Ich lege mein Handy zur Seite und widme mich meinen Hausaufgaben, bis es Zeit fürs Bett ist. Ich ziehe ein Tanktop und eine Shorts an und krieche unter die Decke. Nur noch vier Tage bis zu meinem Geburtstag, denke ich und schalte das Licht aus.
Ich fühle, wie die Dunkelheit mich umarmt, und ich werde in die Welt der Träume gezogen. Ich stehe in einem langen weißen Kleid, das im Wind flattert. Der Wald um mich herum ist dunkel und beängstigend. Ich spähe durch die Bäume und meine Blicke treffen auf zwei dunkle Augen, die mich anstarren.
Ich lege meine Hand auf meine Brust, während ich den Atem anhalte. Ich sehe, wie die dunklen Augen aufblitzen und plötzlich beginnt der Schatten auf mich zuzurennen. Ich drehe mich um und renne weg von dem Schattenmonster, weiche den dicken Baumstämmen aus, das Licht des Vollmonds beleuchtet meinen Weg.
Ich keuche, die Panik steigt in meinem Hals, als ich höre, wie das Wesen mich einholt. Gerade als ich fühle, wie es angreift, wache ich in meinem Bett auf und schreie.
Meine Mutter reißt meine Tür auf und rennt zu meinem Bett. "Leah! Was ist los?"
Ich bin schweißgebadet, schaue mich in Panik um. Es dauert eine Weile, bis ich mich orientieren kann und sehe, dass ich in meinem vertrauten Schlafzimmer bin und nicht in einem dunklen Wald.

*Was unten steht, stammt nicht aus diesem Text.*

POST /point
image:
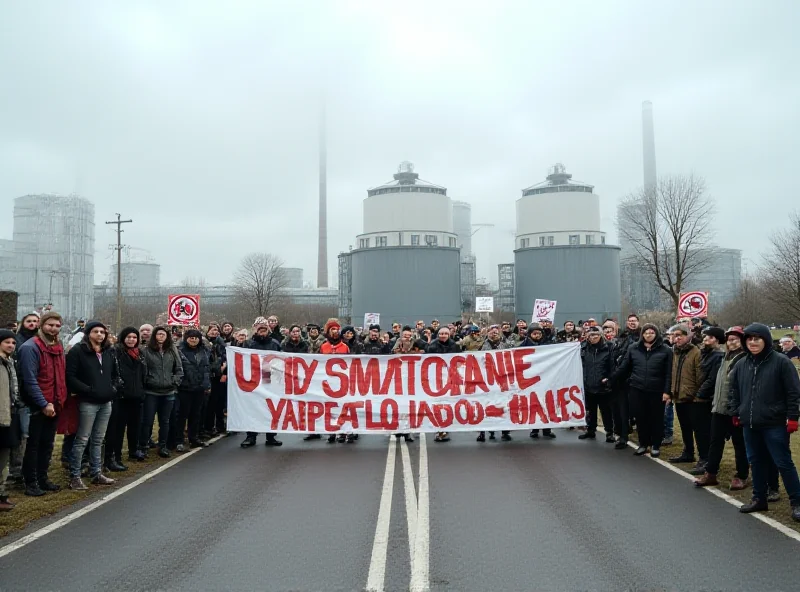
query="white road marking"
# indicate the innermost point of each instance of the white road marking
(411, 500)
(380, 545)
(10, 548)
(792, 534)
(420, 574)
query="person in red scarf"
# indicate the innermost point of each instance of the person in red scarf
(126, 413)
(43, 371)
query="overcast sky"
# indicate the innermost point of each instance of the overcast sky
(199, 119)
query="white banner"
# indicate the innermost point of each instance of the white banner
(511, 389)
(544, 310)
(484, 304)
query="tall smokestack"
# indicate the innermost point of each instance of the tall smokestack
(648, 145)
(322, 251)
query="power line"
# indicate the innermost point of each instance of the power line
(118, 249)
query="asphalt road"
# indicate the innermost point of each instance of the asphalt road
(522, 515)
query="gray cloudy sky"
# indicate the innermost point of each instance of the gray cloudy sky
(198, 119)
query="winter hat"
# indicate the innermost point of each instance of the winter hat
(50, 314)
(683, 328)
(93, 325)
(758, 330)
(715, 332)
(736, 330)
(647, 326)
(127, 331)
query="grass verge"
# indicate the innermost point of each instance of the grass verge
(780, 511)
(33, 508)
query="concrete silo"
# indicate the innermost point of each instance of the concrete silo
(561, 254)
(406, 264)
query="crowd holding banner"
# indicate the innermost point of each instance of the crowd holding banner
(343, 381)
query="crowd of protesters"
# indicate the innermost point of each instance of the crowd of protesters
(100, 390)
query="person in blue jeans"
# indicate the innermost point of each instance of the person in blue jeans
(92, 376)
(164, 373)
(765, 400)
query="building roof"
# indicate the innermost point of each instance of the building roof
(406, 180)
(557, 181)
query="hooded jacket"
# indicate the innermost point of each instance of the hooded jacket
(301, 347)
(448, 347)
(266, 343)
(765, 389)
(91, 378)
(722, 386)
(598, 364)
(164, 371)
(650, 369)
(132, 370)
(43, 369)
(710, 362)
(196, 368)
(687, 377)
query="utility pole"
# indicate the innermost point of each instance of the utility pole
(118, 248)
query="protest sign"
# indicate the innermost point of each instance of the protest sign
(184, 309)
(513, 389)
(484, 304)
(544, 310)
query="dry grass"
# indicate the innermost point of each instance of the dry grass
(32, 508)
(780, 511)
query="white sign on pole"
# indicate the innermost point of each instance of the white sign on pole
(544, 310)
(484, 304)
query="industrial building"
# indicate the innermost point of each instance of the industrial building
(563, 255)
(294, 277)
(407, 262)
(53, 254)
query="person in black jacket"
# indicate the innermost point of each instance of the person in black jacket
(373, 345)
(598, 366)
(349, 338)
(126, 412)
(92, 376)
(620, 399)
(195, 385)
(443, 345)
(217, 401)
(765, 399)
(711, 357)
(536, 337)
(262, 340)
(649, 363)
(295, 344)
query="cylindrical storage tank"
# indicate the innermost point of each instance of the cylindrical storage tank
(462, 226)
(406, 284)
(583, 280)
(8, 307)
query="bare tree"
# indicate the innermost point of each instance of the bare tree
(260, 283)
(668, 227)
(781, 269)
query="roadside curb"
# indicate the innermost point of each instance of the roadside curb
(27, 539)
(792, 534)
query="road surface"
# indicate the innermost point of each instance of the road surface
(521, 515)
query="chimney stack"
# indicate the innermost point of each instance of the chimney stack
(648, 145)
(322, 250)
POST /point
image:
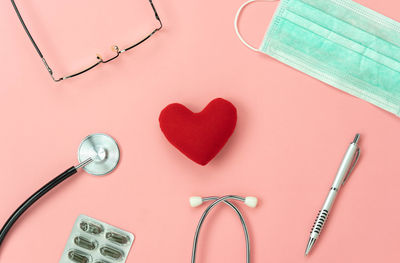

"Es war ein Traum", sage ich zwischen schnellen Atemzügen. Es fühlt sich an, als hätte ich gerade ein Rennen gemacht. Meine Wölfin, Sia, ist ruhig in mir und ich frage mich, wie zum Teufel sie nicht in Panik gerät wegen dem, was wir gerade geträumt haben.
"Es tut mir leid, wenn ich dich erschreckt habe, Mama", sage ich und lege mich wieder hin.
Sie kriecht neben mich ins Bett. "Mach dir keine Sorgen, Schätzchen. Schlaf jetzt wieder ein." Sie streichelt meinen Kopf und spielt mit meinen Haaren, während das Pochen meines Herzens allmählich nachlässt.
Ich schlafe in den Armen meiner Mutter ein und frage mich, ob das Monster wieder in meinen Träumen auftauchen wird.